I.S. : en dehors des messages sanitaires ou des remerciements aux soignants, nous avions laissé en place les affiches de la semaine du 9 mars. Pour être au rendez-vous du 11 mai, les équipes commerciales et marketing ont travaillé, dès début avril, sur les offres de relance avec beaucoup de « si » et de « peut-être », compte tenu des incertitudes sur l’évolution de la situation. Les commerciaux sont restés en proximité avec nos clients annonceurs nationaux et locaux et avec les agences médias. Ils étaient partis en confinement bien équipés grâce aux ordinateurs portables fournis par la direction informatique et aux outils de communication à distance qui avaient déjà été mis en place auparavant. Les managers ont pu faire des points réguliers et gérer le travail de report des campagnes. Les équipes de préparation des affiches sont revenues dans les ateliers dès le 27 avril.
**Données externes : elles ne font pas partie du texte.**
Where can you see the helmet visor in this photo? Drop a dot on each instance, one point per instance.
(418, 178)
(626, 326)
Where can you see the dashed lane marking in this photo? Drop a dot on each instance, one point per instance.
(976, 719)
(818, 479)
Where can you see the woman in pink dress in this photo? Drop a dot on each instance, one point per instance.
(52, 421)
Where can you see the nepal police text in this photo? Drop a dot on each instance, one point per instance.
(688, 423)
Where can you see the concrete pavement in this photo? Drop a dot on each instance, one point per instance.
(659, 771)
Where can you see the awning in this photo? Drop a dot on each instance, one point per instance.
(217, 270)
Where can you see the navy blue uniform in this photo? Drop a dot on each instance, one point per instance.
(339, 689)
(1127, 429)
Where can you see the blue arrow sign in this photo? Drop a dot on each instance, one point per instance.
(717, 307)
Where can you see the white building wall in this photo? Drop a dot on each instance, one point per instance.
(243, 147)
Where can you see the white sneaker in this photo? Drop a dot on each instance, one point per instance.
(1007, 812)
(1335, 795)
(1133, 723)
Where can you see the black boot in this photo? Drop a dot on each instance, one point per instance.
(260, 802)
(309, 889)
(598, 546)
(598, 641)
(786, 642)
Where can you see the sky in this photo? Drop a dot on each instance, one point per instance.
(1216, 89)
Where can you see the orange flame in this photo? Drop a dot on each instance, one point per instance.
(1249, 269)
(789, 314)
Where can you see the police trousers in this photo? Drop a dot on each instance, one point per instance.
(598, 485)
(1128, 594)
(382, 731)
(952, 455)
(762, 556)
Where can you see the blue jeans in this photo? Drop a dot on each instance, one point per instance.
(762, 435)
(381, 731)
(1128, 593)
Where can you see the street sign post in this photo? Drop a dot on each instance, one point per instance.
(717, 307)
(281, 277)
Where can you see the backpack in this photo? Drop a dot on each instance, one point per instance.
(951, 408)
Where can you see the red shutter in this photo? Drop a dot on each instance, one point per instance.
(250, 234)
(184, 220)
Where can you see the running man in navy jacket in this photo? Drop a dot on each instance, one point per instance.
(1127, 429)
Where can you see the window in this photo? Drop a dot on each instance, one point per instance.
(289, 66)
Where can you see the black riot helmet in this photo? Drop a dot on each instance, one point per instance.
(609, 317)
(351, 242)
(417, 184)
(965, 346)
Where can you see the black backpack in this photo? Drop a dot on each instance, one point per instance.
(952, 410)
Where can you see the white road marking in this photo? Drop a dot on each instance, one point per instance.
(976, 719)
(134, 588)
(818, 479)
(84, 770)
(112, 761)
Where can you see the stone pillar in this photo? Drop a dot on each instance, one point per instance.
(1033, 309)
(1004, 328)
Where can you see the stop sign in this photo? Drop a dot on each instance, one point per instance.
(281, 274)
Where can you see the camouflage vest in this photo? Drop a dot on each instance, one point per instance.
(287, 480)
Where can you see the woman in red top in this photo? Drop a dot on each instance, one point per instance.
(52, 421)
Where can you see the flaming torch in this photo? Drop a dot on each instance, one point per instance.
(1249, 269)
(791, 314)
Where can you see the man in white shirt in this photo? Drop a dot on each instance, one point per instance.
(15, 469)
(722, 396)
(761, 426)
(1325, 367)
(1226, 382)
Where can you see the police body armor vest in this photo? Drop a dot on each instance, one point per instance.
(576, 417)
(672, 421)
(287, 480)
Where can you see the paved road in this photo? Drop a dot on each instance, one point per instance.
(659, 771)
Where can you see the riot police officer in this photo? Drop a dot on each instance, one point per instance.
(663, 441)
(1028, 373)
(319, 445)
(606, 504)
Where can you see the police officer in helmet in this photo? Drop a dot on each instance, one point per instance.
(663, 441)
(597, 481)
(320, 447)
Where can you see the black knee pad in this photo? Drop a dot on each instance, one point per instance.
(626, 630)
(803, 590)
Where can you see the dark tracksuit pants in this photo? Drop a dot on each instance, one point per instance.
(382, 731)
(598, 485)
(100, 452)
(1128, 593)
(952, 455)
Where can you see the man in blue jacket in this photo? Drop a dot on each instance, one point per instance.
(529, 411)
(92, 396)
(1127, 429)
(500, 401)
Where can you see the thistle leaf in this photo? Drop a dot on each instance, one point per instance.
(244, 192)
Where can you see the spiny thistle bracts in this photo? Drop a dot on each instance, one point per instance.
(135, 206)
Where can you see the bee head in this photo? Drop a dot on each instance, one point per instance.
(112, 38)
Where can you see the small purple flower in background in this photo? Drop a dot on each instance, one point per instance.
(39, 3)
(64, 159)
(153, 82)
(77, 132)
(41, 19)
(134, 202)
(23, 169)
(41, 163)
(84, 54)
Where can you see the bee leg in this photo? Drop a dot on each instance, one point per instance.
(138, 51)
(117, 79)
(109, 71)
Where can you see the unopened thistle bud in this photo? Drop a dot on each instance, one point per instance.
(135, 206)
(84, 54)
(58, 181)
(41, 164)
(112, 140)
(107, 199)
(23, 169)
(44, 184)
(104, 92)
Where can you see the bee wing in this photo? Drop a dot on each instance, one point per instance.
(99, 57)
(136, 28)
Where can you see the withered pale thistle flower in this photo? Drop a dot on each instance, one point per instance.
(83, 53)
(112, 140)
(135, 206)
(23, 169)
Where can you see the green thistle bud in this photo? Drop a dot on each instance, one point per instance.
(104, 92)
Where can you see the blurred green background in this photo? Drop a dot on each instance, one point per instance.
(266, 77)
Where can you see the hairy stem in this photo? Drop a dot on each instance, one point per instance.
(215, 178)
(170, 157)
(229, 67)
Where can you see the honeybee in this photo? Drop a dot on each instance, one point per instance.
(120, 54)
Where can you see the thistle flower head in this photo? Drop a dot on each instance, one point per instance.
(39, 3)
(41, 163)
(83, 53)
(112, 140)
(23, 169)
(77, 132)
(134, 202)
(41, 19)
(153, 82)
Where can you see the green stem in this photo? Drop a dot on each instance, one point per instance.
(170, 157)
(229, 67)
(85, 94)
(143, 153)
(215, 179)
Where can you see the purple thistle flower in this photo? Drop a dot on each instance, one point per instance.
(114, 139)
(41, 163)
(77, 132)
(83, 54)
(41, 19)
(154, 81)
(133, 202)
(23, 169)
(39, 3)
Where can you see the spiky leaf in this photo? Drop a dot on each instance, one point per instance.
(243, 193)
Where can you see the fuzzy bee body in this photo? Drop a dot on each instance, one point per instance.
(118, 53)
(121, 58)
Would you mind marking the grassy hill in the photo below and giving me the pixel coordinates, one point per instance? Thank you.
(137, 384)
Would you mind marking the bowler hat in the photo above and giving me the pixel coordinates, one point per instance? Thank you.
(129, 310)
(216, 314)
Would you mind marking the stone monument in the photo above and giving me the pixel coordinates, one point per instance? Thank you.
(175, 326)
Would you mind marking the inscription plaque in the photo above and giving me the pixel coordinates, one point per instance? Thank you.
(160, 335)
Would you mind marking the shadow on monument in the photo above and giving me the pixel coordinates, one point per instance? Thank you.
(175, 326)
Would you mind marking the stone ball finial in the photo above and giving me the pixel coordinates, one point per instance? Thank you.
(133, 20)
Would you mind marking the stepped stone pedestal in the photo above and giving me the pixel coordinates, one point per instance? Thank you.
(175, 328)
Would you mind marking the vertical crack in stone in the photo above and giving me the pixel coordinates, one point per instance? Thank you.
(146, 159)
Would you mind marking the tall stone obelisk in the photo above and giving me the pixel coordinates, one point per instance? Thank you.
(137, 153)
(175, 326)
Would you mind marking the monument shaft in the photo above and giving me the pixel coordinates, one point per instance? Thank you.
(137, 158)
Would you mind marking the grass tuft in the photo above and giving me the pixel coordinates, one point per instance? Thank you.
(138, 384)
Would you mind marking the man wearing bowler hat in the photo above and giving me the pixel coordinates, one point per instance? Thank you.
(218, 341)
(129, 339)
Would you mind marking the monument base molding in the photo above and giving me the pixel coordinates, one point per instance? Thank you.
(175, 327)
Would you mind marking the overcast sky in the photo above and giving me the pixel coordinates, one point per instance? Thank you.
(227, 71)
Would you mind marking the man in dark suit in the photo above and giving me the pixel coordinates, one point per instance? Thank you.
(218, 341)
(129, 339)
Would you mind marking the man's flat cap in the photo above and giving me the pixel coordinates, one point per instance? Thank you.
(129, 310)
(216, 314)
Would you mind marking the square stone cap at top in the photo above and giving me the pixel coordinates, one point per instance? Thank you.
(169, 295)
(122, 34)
Nous nous sommes totalement adaptés à la reprise d’activité de nos clients : le retail au sens large, la distribution de proximité, mais aussi la grande consommation qui a été très présente à partir du 11 mai, notamment le secteur des boissons ou de la consommation bio.
IN : comment peuvent repartir les offres aéroport avec un trafic aérien en berne et les opérations spéciales, au regard des nouvelles règles sanitaires ?
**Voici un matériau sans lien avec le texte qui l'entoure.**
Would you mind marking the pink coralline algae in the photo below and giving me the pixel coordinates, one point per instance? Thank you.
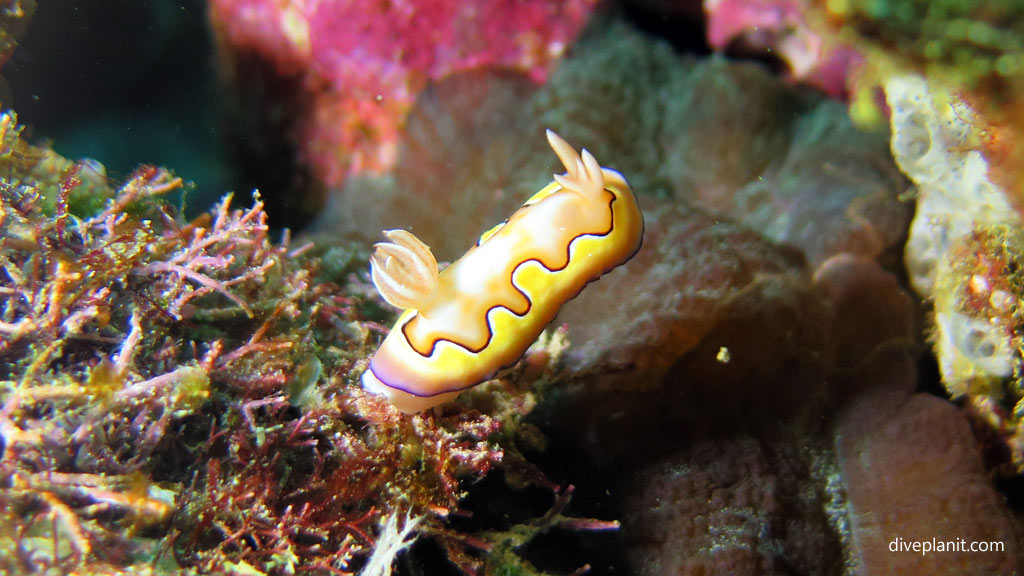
(364, 63)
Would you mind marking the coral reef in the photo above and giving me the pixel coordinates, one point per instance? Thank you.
(781, 28)
(933, 142)
(182, 395)
(364, 64)
(713, 138)
(973, 50)
(962, 254)
(978, 333)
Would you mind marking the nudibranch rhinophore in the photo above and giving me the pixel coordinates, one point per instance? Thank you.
(460, 327)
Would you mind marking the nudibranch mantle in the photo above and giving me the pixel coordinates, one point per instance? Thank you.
(460, 327)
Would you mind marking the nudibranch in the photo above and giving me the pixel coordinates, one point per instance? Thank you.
(460, 327)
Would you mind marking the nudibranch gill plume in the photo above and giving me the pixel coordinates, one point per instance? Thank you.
(463, 325)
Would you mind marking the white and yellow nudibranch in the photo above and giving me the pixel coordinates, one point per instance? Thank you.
(460, 327)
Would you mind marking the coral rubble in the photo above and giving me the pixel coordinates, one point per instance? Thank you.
(181, 395)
I.S. : nous accompagnons les annonceurs sur des audiences qui sont en train de se reconstruire avec la reprise du trafic, la réouverture des aéroports en région et l’annonce de la réouverture d’Orly à partir du 26 juin. Pour certains Français, les voyages d’été en France ne se feront pas seulement en voiture. Une partie du trafic business va également reprendre… Dans cet univers, on pourra aussi s’appuyer sur des marques – HSBC, Rolex, LVMH, L’Oréal, Chanel… – qui ont fait de l’aéroport un territoire qui leur est propre avec de très belles créations. Les nouveaux plafonds du paiement sans contact amènent les services bancaires à reprendre la parole, de même que certaines marques dont les outils de communication à distance ont acquis une nouvelle dimension lors du confinement. Par exemple Zoom, qui communiquait déjà dans cet univers depuis deux ans, ou Microsoft. Les opérations spéciales reprennent aussi dès juin avec des dispositifs qui devront être adaptés pour respecter les mesures sanitaires. Après avoir beaucoup suivi des médias de l’intérieur, notamment la télévision, le public est heureux de retrouver les marques dans l’espace public, avec un esprit de partage.
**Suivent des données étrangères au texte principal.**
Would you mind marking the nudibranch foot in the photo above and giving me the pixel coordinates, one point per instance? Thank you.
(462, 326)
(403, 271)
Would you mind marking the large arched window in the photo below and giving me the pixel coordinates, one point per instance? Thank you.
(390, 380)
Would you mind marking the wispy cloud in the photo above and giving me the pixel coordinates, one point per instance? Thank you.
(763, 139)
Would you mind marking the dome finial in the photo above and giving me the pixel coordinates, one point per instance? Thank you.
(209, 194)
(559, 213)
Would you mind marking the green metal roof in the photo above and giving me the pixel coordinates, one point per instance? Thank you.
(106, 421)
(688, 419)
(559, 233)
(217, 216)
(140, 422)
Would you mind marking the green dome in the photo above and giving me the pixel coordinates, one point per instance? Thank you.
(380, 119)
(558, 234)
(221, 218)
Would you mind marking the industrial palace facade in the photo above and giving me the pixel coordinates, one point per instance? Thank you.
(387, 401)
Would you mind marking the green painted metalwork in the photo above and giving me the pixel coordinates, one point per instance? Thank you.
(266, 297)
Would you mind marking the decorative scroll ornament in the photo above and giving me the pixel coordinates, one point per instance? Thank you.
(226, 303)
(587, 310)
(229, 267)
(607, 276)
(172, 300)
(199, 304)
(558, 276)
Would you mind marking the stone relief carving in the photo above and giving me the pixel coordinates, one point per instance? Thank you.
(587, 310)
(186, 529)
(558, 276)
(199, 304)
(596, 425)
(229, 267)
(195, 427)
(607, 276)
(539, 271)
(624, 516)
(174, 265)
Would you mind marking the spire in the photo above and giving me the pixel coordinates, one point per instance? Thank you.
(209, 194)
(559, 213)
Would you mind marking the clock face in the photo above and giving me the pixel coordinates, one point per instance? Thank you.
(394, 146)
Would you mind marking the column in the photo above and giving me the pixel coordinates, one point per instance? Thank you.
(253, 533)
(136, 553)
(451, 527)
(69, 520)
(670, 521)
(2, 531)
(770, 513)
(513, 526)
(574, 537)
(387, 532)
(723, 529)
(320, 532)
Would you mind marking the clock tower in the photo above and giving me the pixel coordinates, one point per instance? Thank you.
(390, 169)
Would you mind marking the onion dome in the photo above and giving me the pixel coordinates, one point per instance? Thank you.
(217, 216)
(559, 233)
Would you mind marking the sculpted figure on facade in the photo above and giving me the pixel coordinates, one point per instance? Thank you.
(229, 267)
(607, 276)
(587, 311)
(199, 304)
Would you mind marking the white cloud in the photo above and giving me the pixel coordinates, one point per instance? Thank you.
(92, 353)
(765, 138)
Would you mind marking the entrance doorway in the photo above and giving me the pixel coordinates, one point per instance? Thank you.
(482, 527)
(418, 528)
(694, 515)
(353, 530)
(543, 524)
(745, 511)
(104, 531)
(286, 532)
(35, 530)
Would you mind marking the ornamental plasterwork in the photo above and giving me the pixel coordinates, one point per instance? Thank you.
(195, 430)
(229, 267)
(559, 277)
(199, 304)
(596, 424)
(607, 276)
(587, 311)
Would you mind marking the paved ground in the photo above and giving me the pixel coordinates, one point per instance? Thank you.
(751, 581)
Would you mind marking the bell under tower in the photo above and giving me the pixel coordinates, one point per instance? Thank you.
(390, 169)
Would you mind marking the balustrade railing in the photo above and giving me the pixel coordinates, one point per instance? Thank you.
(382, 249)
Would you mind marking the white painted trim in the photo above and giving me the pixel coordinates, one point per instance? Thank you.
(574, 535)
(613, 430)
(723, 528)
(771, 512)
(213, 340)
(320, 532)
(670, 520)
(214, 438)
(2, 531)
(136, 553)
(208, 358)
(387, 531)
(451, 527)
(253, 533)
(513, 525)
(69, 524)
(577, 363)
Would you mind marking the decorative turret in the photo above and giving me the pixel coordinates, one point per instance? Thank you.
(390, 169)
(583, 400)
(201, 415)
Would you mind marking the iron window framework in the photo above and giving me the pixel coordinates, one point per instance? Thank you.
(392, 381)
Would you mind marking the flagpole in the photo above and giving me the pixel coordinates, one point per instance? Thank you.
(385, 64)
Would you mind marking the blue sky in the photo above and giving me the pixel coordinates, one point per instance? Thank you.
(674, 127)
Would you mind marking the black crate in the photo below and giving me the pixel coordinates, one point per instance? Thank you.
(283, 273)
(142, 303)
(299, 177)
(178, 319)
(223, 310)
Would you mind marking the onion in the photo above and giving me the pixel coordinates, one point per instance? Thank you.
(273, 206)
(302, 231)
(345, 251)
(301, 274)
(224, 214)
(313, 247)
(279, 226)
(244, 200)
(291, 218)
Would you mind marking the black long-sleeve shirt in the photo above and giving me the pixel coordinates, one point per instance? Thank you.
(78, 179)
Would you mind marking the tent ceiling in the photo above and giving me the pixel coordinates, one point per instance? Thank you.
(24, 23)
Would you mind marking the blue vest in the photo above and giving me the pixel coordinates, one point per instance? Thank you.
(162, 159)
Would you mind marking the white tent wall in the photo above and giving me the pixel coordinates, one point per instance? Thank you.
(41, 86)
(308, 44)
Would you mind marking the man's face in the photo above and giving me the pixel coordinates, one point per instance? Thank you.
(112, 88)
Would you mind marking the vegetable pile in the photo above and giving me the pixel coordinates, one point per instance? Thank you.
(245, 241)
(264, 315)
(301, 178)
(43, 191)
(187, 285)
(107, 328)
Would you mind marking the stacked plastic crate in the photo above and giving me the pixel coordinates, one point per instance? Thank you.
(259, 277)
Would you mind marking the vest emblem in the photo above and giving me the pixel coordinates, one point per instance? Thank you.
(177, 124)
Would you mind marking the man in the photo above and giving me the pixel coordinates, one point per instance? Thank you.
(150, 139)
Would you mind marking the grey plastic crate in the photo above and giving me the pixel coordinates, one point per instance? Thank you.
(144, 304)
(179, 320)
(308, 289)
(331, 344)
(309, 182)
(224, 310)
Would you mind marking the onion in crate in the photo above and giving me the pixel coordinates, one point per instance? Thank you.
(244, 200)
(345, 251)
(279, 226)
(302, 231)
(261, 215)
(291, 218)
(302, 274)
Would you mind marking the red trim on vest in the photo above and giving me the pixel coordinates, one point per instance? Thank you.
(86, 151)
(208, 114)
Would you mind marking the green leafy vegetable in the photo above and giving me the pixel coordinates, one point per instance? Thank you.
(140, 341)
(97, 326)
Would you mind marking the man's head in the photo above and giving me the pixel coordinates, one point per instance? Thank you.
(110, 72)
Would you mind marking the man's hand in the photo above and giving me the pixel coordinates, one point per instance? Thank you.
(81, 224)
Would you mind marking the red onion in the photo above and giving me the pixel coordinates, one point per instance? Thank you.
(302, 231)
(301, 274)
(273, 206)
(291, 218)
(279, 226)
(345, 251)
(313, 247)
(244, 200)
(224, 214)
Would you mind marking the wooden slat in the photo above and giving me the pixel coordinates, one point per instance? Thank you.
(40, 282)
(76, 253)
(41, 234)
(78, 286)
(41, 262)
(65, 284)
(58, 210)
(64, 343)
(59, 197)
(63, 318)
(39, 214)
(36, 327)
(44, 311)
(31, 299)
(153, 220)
IN : qu’est-ce que la crise de la Covid-19 laisse entrevoir sur le rôle de la communication extérieure ?
I.S. : avant la crise, on voyait déjà la croissance des attentes vers plus de proximité et la montée en puissance de la vie de quartier. Ces tendances ont été encore amplifiées par le confinement. Chacun, dans sa vie personnelle et professionnelle, a revisité sa façon de vivre et son attachement aux choses essentielles. C’est pourquoi il y aura beaucoup de messages du type « prenez soin de vous ». La publicité devra, encore plus qu’avant, se montrer subtile avec des messages basés sur des éléments réels et tangibles, loin des vains mots.